Functor categories for groups

Friday 19 April 2024 Venue: Postgraduate Statistics Centre Lab 2, Lancaster University (hybrid)

About the meeting

Groups come in many fascinating forms and shapes. In this meeting, we will survey a selection of original techniques in the study of some infinite groups, such as right-angled Artin and Coxeter groups, profinite groups and groups associated with a certain Cantor action. Techniques may involve graphs, the use of micro-supported actions, or Mackey functor methods.

Titles and abstracts

Jakub Waniek: Completed Mackey functors for profinite groups.

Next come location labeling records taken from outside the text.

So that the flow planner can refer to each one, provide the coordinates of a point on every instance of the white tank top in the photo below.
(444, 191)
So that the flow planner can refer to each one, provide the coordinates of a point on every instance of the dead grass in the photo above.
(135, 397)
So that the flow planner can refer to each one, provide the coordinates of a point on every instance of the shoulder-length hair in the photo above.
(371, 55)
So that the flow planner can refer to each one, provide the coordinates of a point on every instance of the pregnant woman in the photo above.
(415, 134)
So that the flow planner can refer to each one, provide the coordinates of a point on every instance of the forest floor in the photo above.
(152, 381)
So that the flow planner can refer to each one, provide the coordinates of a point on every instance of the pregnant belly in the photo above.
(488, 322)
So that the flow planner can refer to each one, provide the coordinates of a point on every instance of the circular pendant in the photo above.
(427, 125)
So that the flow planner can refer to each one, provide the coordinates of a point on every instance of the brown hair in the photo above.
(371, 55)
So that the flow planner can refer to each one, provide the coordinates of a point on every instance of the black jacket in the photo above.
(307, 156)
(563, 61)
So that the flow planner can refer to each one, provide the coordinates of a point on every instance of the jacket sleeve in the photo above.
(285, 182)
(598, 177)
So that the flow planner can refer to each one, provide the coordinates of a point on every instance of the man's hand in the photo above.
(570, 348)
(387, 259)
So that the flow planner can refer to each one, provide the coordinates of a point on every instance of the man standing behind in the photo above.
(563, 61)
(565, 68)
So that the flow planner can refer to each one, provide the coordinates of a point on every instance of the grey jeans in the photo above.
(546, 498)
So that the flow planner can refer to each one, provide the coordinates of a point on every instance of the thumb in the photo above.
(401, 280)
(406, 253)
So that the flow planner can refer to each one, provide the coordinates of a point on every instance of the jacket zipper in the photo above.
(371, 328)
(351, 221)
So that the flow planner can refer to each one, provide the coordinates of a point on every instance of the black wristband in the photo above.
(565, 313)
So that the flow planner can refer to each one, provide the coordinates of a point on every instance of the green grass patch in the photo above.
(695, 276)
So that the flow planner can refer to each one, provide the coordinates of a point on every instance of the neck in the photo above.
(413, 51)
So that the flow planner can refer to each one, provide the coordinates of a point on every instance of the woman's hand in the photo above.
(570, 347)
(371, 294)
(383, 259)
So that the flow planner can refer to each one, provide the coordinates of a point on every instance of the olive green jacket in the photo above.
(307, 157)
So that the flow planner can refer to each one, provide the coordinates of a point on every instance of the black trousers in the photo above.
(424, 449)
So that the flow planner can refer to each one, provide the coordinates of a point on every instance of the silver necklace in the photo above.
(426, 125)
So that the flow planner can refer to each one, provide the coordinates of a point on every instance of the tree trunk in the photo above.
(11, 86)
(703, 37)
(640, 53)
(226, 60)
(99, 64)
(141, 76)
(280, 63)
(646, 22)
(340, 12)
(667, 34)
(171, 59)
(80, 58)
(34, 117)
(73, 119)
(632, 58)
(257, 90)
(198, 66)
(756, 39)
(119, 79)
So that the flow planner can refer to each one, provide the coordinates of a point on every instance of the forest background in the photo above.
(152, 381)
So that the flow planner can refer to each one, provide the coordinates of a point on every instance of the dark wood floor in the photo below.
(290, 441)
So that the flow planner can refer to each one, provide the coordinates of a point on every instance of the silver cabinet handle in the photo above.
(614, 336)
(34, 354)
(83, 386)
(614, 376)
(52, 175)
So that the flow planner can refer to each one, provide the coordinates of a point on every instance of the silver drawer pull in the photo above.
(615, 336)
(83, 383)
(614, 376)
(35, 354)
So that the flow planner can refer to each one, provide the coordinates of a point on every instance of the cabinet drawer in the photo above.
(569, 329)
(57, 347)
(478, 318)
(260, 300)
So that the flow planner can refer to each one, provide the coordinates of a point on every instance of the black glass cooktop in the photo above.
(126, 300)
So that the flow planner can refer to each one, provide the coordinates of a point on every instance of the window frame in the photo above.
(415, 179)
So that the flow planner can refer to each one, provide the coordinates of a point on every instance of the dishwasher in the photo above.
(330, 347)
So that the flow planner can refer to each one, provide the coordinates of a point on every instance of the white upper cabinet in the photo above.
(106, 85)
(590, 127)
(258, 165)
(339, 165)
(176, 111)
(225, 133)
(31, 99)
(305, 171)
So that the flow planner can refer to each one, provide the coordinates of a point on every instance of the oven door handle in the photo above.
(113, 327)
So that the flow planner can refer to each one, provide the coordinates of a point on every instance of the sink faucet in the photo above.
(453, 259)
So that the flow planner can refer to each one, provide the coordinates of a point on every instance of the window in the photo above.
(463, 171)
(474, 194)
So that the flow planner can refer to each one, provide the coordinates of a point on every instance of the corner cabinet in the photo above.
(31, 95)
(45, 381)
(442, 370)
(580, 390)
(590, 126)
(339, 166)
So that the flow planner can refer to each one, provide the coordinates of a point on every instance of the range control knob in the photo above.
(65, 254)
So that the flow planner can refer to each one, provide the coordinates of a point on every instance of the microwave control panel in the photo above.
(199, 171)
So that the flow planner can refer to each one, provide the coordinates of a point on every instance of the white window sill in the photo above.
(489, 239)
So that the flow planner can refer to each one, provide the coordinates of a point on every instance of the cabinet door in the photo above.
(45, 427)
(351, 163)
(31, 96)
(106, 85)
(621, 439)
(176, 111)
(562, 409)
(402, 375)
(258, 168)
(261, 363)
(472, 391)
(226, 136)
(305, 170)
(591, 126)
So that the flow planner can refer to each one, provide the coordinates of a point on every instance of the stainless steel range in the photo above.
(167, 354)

Mackey functors can be thought of as an equivariant generalisation of abelian groups; indeed, a Mackey functor for the trivial group is the same thing as an abelian group. The role of equivariant rings in this theory is played by Green functors, Mackey functors’ ring-valued cousins. Lewis (1980) initiated the study of ‘rings’ (Green functors) and their ‘modules’, i.e. their ‘actions’ on ‘abelian groups’ (Mackey functors) using a canonical tensor product. In this talk, I will suggest a possible extension of this theory to profinite groups. I will begin by introducing Mackey and Green functors for finite groups, then describe the construction of the completed Burnside ring of a profinite group due to Dress and Siebeneicher (1988). I will then generalise their construction to arbitrary Mackey and Green functors for profinite groups. Time permitting, I will describe the basic theory of ‘modules’ over ‘rings’ in the profinite setting.

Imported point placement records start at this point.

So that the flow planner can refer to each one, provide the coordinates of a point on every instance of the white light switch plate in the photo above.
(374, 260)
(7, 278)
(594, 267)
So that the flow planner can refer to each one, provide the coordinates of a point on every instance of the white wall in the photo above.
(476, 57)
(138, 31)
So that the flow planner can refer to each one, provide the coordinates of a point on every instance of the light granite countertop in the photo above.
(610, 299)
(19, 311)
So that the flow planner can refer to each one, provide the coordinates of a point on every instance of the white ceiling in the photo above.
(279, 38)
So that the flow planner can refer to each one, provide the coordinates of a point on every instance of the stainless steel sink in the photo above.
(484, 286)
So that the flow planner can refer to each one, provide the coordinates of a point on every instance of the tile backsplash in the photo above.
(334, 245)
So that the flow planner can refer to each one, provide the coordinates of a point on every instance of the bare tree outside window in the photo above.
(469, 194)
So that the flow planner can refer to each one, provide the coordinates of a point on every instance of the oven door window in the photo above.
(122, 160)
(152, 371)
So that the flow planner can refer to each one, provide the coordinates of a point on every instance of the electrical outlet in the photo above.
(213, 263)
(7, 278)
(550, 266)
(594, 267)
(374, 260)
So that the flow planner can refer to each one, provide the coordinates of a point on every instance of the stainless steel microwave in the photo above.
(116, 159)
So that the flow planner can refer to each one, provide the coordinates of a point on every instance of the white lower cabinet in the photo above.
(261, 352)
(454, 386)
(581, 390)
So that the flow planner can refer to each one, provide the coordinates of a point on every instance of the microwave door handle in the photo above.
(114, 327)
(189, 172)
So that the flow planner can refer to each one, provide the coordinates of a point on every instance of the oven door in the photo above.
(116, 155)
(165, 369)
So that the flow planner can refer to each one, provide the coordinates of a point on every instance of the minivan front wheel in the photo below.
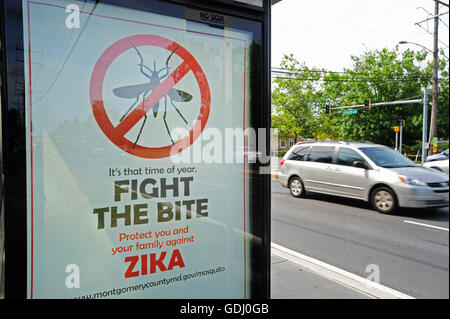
(383, 200)
(296, 187)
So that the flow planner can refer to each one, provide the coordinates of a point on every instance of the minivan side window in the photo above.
(347, 156)
(299, 153)
(321, 154)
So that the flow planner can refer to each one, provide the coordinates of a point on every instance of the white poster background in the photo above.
(69, 158)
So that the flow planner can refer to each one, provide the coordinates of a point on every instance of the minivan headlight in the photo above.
(411, 181)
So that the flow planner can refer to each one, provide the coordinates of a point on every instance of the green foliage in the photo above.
(381, 76)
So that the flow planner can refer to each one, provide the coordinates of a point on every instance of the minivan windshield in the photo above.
(386, 157)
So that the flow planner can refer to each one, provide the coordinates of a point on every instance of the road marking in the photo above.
(425, 225)
(341, 276)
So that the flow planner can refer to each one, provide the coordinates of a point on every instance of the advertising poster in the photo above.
(135, 188)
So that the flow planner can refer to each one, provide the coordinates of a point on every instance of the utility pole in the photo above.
(425, 126)
(401, 136)
(434, 106)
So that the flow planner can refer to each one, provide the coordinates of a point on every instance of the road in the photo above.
(411, 258)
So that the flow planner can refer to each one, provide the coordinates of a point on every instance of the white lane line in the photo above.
(341, 276)
(426, 225)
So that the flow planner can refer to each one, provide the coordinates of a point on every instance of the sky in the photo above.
(325, 33)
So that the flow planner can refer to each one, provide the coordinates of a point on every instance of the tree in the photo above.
(296, 100)
(381, 75)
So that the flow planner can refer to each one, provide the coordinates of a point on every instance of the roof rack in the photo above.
(346, 142)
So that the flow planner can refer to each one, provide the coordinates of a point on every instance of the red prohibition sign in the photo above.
(116, 134)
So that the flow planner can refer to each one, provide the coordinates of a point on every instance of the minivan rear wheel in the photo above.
(296, 187)
(383, 200)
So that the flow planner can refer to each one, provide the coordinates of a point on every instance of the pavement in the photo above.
(290, 280)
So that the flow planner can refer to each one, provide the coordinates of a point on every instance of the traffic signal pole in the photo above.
(425, 145)
(433, 123)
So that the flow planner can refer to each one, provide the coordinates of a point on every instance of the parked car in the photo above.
(366, 171)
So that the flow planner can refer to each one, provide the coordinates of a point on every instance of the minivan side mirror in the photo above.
(360, 164)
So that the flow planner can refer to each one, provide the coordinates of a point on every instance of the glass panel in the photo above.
(322, 154)
(299, 153)
(347, 156)
(137, 182)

Dominik Francoeur: Intersection-saturated groups and groups with micro-supported actions.

A group is said to possess the Howson property if the intersection of any two finitely generated subgroups is again finitely generated. When a group fails to have the Howson property, one can try to characterise how far it is from having it. Such considerations give rise to the notion of intersection-saturated groups, introduced recently by Delgado, Roy and Ventura. In this talk, we'll see a new construction for intersection-saturated groups based on so-called micro-supported actions, that allows one in particular to produce finitely presented amenable examples.

Gemma Crowe: The conjugacy problem in (virtual) right-angled Artin groups.

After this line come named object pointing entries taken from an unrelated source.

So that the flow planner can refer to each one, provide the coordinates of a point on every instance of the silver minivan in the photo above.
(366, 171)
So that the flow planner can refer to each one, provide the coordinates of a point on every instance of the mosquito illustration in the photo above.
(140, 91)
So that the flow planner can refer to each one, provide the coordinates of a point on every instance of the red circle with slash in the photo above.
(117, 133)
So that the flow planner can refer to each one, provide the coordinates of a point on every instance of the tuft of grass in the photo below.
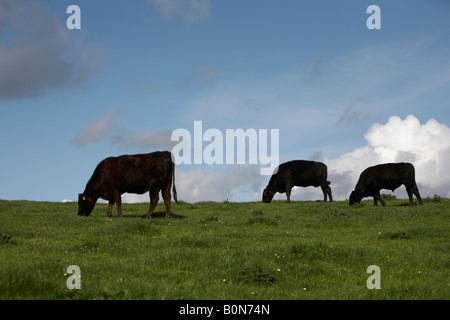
(227, 250)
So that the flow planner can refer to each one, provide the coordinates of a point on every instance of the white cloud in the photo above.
(97, 130)
(189, 11)
(106, 129)
(427, 146)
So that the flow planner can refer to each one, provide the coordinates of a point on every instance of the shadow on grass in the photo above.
(155, 215)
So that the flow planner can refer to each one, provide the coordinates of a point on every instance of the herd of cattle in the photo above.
(155, 172)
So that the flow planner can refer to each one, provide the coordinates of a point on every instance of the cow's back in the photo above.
(303, 173)
(135, 173)
(388, 175)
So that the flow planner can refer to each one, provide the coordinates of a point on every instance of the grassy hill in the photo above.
(302, 250)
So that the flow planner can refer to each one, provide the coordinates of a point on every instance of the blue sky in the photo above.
(136, 71)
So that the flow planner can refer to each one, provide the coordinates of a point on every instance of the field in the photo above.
(209, 250)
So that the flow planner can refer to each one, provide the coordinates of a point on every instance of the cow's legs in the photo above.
(376, 197)
(166, 197)
(326, 191)
(415, 190)
(119, 206)
(154, 198)
(288, 194)
(108, 213)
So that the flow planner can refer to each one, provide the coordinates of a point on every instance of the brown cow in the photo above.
(153, 172)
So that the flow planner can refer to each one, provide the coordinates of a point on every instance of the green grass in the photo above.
(302, 250)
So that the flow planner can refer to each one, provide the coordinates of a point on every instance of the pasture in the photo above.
(208, 250)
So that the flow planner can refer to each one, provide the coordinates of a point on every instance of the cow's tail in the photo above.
(174, 189)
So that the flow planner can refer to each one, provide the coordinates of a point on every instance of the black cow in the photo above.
(300, 173)
(385, 176)
(153, 172)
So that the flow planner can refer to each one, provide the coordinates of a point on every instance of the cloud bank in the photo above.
(426, 146)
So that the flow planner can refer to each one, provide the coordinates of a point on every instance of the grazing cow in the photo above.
(153, 172)
(300, 173)
(385, 176)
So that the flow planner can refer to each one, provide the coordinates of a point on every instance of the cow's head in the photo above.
(353, 199)
(85, 205)
(267, 195)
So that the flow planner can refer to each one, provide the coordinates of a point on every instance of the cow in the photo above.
(385, 176)
(153, 172)
(300, 173)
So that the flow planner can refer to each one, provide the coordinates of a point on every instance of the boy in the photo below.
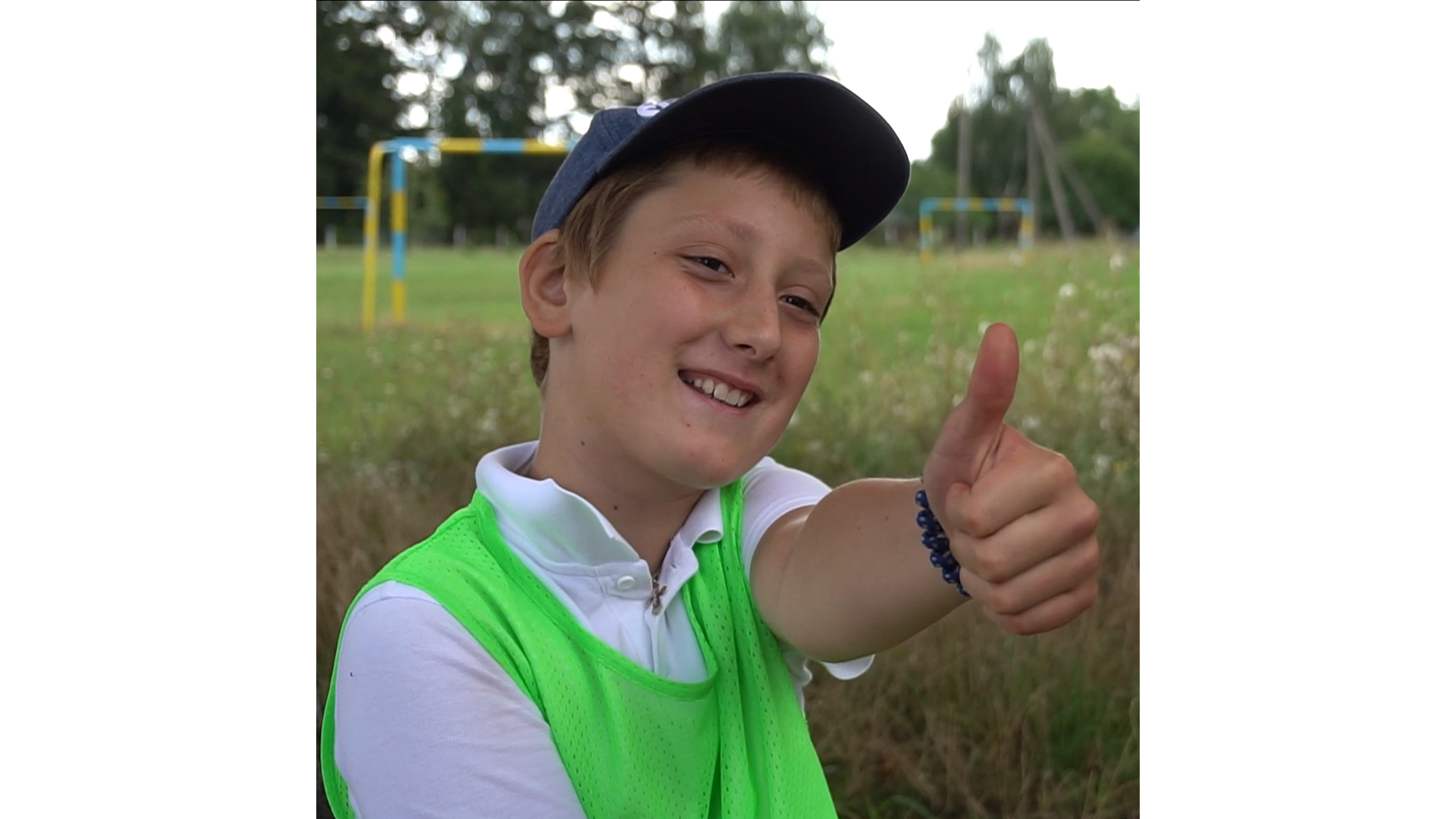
(619, 623)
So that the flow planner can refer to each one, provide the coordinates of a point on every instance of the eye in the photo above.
(802, 303)
(711, 262)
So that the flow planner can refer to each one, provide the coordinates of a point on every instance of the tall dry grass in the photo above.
(962, 720)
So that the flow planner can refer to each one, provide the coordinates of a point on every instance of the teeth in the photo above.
(721, 392)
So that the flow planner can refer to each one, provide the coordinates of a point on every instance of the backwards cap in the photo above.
(835, 136)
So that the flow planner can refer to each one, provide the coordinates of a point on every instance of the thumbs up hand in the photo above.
(1018, 521)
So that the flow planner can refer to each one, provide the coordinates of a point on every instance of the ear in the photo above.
(544, 286)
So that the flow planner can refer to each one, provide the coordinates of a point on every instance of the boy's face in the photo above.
(712, 280)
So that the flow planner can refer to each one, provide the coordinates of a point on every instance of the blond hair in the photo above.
(592, 228)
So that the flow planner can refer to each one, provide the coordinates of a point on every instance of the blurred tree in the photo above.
(769, 37)
(356, 80)
(513, 69)
(1097, 133)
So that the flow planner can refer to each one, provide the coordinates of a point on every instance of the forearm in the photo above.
(856, 579)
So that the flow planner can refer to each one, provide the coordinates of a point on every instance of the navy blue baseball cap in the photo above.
(835, 136)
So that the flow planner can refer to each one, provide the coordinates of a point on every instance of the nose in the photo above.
(753, 324)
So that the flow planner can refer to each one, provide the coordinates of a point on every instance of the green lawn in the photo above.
(963, 720)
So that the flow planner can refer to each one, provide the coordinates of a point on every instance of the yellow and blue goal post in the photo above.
(394, 150)
(1001, 205)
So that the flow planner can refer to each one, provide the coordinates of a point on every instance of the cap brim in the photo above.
(837, 139)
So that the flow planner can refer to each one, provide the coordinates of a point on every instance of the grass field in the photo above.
(962, 720)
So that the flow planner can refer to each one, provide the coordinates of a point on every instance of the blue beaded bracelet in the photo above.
(940, 545)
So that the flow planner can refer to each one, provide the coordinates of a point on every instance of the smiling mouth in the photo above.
(718, 391)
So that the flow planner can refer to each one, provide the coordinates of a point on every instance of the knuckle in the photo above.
(1021, 626)
(977, 522)
(990, 564)
(1062, 469)
(999, 601)
(1088, 515)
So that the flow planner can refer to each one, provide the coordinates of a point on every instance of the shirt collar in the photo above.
(560, 526)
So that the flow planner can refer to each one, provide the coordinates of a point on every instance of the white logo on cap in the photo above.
(651, 108)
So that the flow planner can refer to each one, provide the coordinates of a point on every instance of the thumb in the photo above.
(973, 430)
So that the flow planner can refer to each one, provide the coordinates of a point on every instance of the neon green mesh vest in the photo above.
(634, 744)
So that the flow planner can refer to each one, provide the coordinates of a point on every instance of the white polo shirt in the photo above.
(427, 723)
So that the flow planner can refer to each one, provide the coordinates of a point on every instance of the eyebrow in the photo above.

In 2009, Bogopolski, Martino and Ventura proved an equivalence between conjugacy in group extensions and twisted conjugacy. Using their construction, one can find both decidable and undecidable results for the conjugacy problem in larger classes of groups, by instead studying the twisted conjugacy problem. In this talk, we will study right-angled Artin groups (RAAGs), a popular class of groups which are defined from simple graphs. We will use algebraic and geometric techniques to understand when the twisted conjugacy problem can be solved in RAAGs.